Here we have two conundrums. First, don’t eliminate so many junk words that the lines go from lean to stiff or unnatural. If you don’t say “go to market” or “to hospital” in your country, leave in the article. Think about style as well. Are you a minimalist? If not, you might want to retain some of the natural feel of your syntax for the sake of preserving a certain tone. Beyond that, however, note that the placement of your words on the line in poetry can accomplish some of the grammatical exigencies of prepositions, conjunctions, and other “service” words necessary in prose:
Went to the marketbought chicken
roasted with potatoes
You get it, don’t you? Because your brain is in poetry mode, it supplies the missing conjunctions. Meanwhile, the line is not watered down with tiny globs of fat—cellulite.

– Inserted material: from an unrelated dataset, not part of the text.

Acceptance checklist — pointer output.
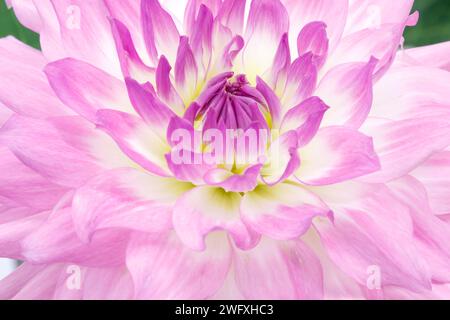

Trimming the fat is one of the best ways to revise your poetry, and something you should consider even when you’re pretty satisfied with your draft. You can always put back some of the words you take out later if you don’t like what it does to your style. Most times, however, you will, and you’ll be surprised by how good the same words can look when they’re not surrounded by clutter. Editors don’t like clutter either. Overwriting is the mark of the insecure—you think more is better, and so you pile on the adjectives and adverbs. You think you are clarifying, but really you’re blithering. Clarity, if you’ll allow me a heinous cliché, is not a matter of quantity, but of quality. The best words in the best order, as Coleridge so wisely said.